On the first day of inspection, there was no person in charge and the provider had failed to appoint a suitable deputy – inspectors met with the provider on two occasions during the inspection because of the seriousness of the findings, and he gave a written commitment to have a person in charge appointed within 10 days.

An experienced nurse who was previously a person in charge at the home was appointed to act as a deputy.

Inspectors also found incomplete records on residents’ health and condition. There were gaps in assessments, and consequently it was hard to track the resident’s clinical status.

The Directory of Residents did not contain all items specified in the regulations, such as next of kin addresses and contact numbers and residents’ GP’s details.

A sample of residents’ ‘end of life’ care plans was reviewed and inspectors found that most plans were blank, with only a small number of residents’ end of life wishes recorded.

In June, HIQA received further unsolicited information regarding end of life care, and carried out an inspection three days later. A sample of files of residents that had passed away were reviewed by the inspector, and most end of life carer plans were blank.

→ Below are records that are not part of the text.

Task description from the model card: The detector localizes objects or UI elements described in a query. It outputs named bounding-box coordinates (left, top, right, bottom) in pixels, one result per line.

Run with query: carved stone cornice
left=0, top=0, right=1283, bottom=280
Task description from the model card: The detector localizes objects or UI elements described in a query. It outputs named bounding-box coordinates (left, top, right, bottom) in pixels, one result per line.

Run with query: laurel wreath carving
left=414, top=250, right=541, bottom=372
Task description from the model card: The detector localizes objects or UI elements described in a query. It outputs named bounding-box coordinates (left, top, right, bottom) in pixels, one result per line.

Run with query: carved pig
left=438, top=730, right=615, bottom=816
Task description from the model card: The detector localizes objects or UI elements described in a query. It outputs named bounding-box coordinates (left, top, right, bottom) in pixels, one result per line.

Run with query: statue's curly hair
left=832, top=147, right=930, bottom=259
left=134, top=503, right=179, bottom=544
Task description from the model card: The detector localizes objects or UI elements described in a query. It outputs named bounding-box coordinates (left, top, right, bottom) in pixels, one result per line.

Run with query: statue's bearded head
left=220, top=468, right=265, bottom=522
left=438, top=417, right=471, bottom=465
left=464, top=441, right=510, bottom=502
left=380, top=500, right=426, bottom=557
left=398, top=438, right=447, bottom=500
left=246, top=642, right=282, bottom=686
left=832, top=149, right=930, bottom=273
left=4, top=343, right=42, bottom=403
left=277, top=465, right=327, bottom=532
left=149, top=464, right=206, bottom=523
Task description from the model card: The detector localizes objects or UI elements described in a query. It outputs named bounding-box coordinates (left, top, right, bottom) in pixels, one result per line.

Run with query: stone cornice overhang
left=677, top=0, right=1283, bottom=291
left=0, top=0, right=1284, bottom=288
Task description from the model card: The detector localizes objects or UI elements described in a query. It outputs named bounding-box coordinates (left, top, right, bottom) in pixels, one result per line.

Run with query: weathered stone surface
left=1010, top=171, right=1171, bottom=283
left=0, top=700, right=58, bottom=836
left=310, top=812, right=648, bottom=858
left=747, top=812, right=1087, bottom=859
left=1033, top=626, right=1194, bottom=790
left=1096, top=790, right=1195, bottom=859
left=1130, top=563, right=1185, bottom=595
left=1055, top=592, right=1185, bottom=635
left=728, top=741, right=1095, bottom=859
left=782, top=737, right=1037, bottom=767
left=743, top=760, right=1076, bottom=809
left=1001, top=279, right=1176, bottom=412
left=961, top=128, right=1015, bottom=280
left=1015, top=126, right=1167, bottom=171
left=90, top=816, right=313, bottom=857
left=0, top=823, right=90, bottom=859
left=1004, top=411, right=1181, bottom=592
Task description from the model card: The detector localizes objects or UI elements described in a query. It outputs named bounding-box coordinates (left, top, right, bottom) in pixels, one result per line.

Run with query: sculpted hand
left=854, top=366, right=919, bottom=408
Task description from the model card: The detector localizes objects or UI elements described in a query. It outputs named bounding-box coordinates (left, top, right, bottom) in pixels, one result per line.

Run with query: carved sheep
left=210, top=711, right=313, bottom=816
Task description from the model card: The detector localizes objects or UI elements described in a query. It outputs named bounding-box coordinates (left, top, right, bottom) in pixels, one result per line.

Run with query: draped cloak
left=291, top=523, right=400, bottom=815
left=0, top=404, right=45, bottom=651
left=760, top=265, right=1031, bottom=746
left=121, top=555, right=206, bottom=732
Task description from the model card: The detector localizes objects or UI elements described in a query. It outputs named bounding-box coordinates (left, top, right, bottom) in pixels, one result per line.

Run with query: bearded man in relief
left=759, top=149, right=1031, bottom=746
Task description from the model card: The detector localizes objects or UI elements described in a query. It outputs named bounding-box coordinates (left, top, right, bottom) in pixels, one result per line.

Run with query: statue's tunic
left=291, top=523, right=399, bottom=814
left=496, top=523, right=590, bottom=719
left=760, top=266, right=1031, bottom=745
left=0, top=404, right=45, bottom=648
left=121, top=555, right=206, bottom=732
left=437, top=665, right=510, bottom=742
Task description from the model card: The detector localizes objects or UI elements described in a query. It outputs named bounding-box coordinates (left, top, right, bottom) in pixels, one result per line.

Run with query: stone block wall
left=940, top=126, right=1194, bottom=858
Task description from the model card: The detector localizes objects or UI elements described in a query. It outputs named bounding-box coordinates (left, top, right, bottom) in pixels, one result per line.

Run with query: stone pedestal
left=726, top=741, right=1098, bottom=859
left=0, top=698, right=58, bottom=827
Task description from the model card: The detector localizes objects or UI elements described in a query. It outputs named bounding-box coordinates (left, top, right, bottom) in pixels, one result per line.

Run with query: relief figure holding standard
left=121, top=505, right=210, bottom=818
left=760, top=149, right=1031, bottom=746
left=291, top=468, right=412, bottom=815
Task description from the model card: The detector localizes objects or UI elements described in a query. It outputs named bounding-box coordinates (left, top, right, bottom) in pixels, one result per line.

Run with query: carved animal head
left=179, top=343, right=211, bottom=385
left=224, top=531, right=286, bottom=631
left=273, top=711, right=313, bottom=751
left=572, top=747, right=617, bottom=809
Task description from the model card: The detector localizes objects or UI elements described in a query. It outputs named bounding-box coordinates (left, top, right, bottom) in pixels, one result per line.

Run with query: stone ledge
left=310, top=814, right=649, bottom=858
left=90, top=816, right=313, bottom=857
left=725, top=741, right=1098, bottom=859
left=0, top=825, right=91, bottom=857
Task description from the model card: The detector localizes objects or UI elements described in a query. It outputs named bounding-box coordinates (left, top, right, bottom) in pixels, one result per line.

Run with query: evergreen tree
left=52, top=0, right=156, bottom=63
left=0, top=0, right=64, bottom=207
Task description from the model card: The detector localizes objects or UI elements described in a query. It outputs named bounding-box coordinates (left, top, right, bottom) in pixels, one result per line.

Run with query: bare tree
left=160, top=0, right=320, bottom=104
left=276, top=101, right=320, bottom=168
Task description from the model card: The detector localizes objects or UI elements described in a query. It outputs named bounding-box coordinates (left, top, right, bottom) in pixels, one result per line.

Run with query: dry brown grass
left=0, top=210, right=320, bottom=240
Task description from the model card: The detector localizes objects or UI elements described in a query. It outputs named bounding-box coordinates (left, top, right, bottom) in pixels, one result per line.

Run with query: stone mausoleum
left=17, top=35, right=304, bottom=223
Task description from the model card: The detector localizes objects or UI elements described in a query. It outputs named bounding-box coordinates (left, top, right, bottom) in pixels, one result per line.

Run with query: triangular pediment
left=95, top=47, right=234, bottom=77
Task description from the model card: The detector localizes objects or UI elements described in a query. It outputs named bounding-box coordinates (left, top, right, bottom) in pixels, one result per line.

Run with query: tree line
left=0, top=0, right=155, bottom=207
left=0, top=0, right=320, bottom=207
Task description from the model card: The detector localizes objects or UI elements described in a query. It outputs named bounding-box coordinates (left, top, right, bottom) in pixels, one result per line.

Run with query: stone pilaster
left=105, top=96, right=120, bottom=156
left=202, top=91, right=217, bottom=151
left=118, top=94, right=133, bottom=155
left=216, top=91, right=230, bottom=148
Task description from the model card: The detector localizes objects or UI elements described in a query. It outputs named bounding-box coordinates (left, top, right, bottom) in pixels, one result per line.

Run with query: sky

“The inspector noted that where a resident had passed away in the early morning, the priest had not been called,” the report reads.

Inspectors found that staffing levels were adequate on the days of inspection to meet the day-to-day needs of residents. However, the staff roster was not maintained accurately and on some part-time staff files, there was no evidence of Garda vetting, no references, no contract of employment or no full employment history.